The St. Louis Park City Council gave the go-ahead Monday night to plans to construct a new Goodwill store in the southwest portion of the existing LA Fitness' parking lot.
Council members unanimously approved the preliminary and final plat and Planned Unit Development (PUD) for the project, would will see 1.54 acres of excess parking at the LA Fitness facility converted into a 17,600-square-foot Goodwill store. LA Fitness will not undergo any changes, though the lot it occupies will be reduced to 5.47 acres.
The plan will allow both businesses to advertise on the existing signage along Hwy. 100, will see the two businesses share parking spaces and won't require any new driveways onto either 35th or 36 streets.
Council Member Anne Mavity supported the overall project, but voiced some concern regarding bike and pedestrian traffic being able to easily access the Goodwill from 36th Street.
"I think the project makes sense overall, but I'm not happy with the bike and pedestrian access," Mavity said. "It's not clear to me how pedestrians will get to the store coming from the south."
Assistant Zoning Administrator Gary Morrison noted the slope of the hill immediately to the south is so steep—a 20-foot difference—that it would be pretty rare for pedestrians or bicyclists to attempt traversing it. Mayor Jeff Jacobs agreed, noting someone would "have to be part mountain goat with a pair of golf shoes to make it down" the hill.
A drive-up donation lane is included in the development, located to the far west side of the Goodwill store.
Jay Moore, a project developer with Oppidan Holdings, said the store is equipped to queue up at least 15 cars along the west side of the building for drive-up donations, easing worries about congestion seen at neighboring Goodwill stores in Hopkins and Minnetonka.

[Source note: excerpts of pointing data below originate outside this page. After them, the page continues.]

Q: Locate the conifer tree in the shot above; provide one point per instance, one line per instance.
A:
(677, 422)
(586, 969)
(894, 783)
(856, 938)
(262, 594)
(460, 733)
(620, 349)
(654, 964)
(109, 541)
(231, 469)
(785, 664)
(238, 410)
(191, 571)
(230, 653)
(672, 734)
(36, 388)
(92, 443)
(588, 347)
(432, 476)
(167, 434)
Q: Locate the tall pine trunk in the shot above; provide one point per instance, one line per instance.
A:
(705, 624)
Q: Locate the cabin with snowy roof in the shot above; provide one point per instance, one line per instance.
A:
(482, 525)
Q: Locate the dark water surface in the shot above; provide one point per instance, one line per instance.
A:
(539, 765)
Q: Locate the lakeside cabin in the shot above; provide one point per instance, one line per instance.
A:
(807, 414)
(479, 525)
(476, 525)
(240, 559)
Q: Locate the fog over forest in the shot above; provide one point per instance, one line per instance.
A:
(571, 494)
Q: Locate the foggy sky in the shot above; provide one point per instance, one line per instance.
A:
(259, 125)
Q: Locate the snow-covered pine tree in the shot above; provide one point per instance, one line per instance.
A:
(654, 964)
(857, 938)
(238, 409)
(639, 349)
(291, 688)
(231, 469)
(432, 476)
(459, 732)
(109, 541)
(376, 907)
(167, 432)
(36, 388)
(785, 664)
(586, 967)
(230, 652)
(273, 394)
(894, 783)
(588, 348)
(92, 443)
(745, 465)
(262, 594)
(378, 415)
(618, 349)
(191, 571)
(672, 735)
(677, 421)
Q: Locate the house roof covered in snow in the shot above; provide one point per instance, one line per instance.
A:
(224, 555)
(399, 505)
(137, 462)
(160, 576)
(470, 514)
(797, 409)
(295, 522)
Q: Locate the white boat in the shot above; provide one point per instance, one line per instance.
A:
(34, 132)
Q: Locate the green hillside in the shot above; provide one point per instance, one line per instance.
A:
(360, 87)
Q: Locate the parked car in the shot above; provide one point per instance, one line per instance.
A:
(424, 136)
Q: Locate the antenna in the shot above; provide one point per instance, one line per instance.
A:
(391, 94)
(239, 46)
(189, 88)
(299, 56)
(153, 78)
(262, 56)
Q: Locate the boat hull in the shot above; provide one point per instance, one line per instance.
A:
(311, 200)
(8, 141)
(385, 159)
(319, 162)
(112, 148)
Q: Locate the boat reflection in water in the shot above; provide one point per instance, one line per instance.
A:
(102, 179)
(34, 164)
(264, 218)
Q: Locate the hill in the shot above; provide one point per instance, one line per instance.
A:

"This stacking lane is incredibly long, accommodating 15 cars," Moore said. "15 could stack up along Highway 100 there, then it could feasibly go back to the east around the building. But if there were 15 cars stacked, I'd probably come back at a different time."
Morrison said neither LA Fitness nor Goodwill were concerned about lack of parking as part of the plan, noting LA Fitness officials were "very comfortable with the proposal."
Jacobs said he's a member at the fitness center and, although it might look busy to someone driving past, parking is typically not an issue.
"As packed as the place in inside, there's plenty of parking there," Jacobs said.
Goodwill presently has 29 other locations throughout the Twin Cities. The new store is expected to employ up to 30 employees, alongside 8-12 participants engaged in career training programs.